As a several-hundred-element (low-dimensional) dense vector in which each element holds a floating-point value between 0 and 1. This is an embedding.

In TensorFlow, embeddings are trained by backpropagating loss just like any other parameter in a neural network.6

Active Function

A function (for example, ReLU or sigmoid) that takes in the weighted sum of all of the inputs from the previous layer and then generates and passes an output value (typically nonlinear) to the next layer.6

weight

A coefficient for a feature in a linear model, or an edge in a deep network. The goal of training a linear model is to determine the ideal weight for each feature. If a weight is 0, then its corresponding feature does not contribute to the model.6

ENSD

ENSD is the eta noise seed delta, which changes the seed.

NAI uses 31337

CLIP

CLIP is a very advanced neural network that transforms your prompt text into a numerical representation. Neural networks work very well with this numerical representation and that's why devs of SD chose CLIP as one of 3 models involved in Stable Diffusion's method of producing images. As CLIP is a neural network, it means that it has a lot of layers. Your prompt is digitized in a simple way, and then fed through layers. You get numerical representation of the prompt after the 1st layer, you feed that into the second layer, you feed the result of that into third, etc, until you get to the last layer, and that's the output of CLIP that is used in Stable Diffusion. This is the slider value of 1. But you can stop early, and use the output of the next to last layer - that's slider value of 2. The earlier you stop, the less layers of neural network have worked on the prompt.

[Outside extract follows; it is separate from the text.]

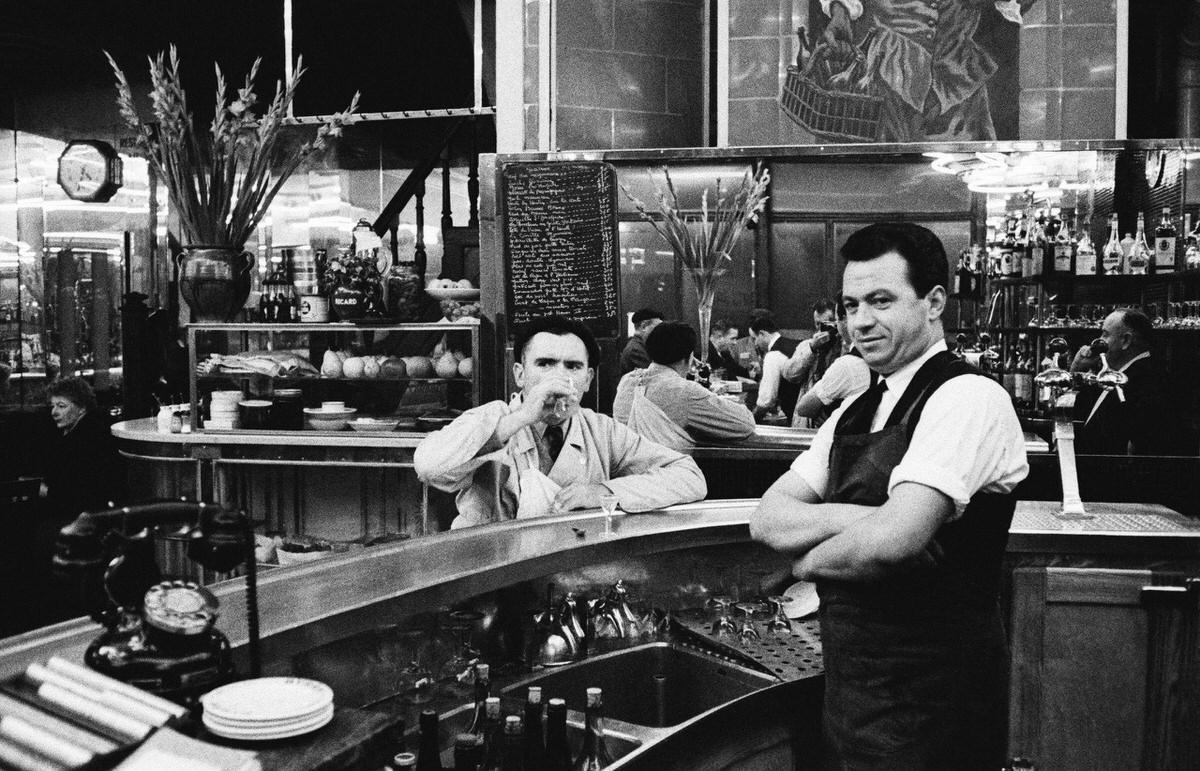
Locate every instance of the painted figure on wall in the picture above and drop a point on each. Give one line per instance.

https://github.com/AUTOMATIC1111/stable-diffusion-webui/wiki/Features#ignore-last-layers-of-clip-model

WebUi uses the clip-interrogator project, which combines the blip and clip projects to greatly optimise the image to text process. blip is responsible for interpreting the text from the original image, while clip is responsible for interpreting the description of the new image suitable for creation.

CUDA

With CUDA technology, the graphics card can be simulated as a PhysX physics acceleration chip.